Green is many things to many people. - In fashion it may be the colour d’jour. - In energy it will be the color of the century.- In “Sesame Street” green is Kermit’s favorite color, or not, as he has said in the song, “It’s not easy being green.”
And it won’t be easy to convert all our energy use to green power to stop polluting the air – and primarily to cease creating those additions to the “Greenhouse Gases” that have been unduly increasing the temperature of our planet.
We’ve all seen the picture of the earth as a huge greenhouse. The atmosphere that surrounds it is the “glass” that keeps some heat from escaping. Green House Gases (GHG) are essential in determining the temperature of the Earth. Without them the world to be too cold for human habitation.
The most abundant greenhouse gases in the Earth’s atmosphere? In order,
Water vapor 36-70% (include cloud contributions)
Carbon dioxide 9-26%
Methane 4-9%
Ozone 3-7%
And there are many other contributors that provide smaller amounts.
So the current problem is not with basic greenhouse gases but with the impact that human activity has had in the last 200 years that is leading to what is called anthropogenic warming. It is this human contribution that has had a measureable effect on several climate factors including excess carbon dioxide and freshwater industries and food supply and health conditions.

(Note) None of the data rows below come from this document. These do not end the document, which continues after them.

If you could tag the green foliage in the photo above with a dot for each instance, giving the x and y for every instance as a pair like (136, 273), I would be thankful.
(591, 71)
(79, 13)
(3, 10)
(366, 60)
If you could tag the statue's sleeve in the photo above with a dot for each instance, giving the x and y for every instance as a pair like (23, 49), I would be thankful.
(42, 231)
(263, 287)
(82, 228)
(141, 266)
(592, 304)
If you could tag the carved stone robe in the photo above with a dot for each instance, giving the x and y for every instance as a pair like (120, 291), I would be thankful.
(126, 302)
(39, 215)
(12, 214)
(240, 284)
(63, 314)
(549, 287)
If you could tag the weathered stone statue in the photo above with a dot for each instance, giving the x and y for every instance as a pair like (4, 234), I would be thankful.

The impact of human behavior comes from burning fossil fuels, deforestation, both leading to higher carbon dioxide; livestock and manure management; paddy rice farming, land use and wetland changes; use of chlorofluorocarbons in refrigeration systems and manufacturing; agricultural activities that lead to higher concentration of nitrous oxide.

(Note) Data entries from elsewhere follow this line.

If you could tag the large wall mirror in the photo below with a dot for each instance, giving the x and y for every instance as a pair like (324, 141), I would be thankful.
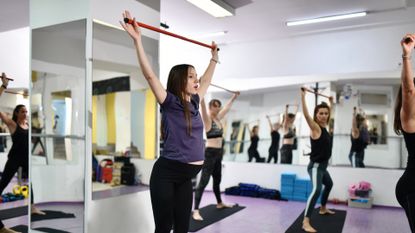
(15, 63)
(373, 98)
(123, 113)
(58, 128)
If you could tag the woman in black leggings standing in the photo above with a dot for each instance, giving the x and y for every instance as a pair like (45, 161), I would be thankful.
(319, 157)
(288, 137)
(183, 151)
(18, 155)
(275, 140)
(253, 148)
(213, 152)
(404, 123)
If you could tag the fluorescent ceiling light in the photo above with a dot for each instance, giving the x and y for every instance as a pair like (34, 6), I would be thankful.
(217, 8)
(212, 34)
(327, 18)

There are seven sources of C02 from fossil fuel usage by humans:
Coal and other solid fuels 35%
Gasoline, oil and other liquid fuels 36%
Natural gas and similar fuels 20%
Cement production 3%
International “bunkers” of shipping and air transport 4%
Others with minor impact 2%
In coming days we will discuss the 91% of human fossil fuel damage and how much of that ecological peril is American-born. And how water can clean up the mess.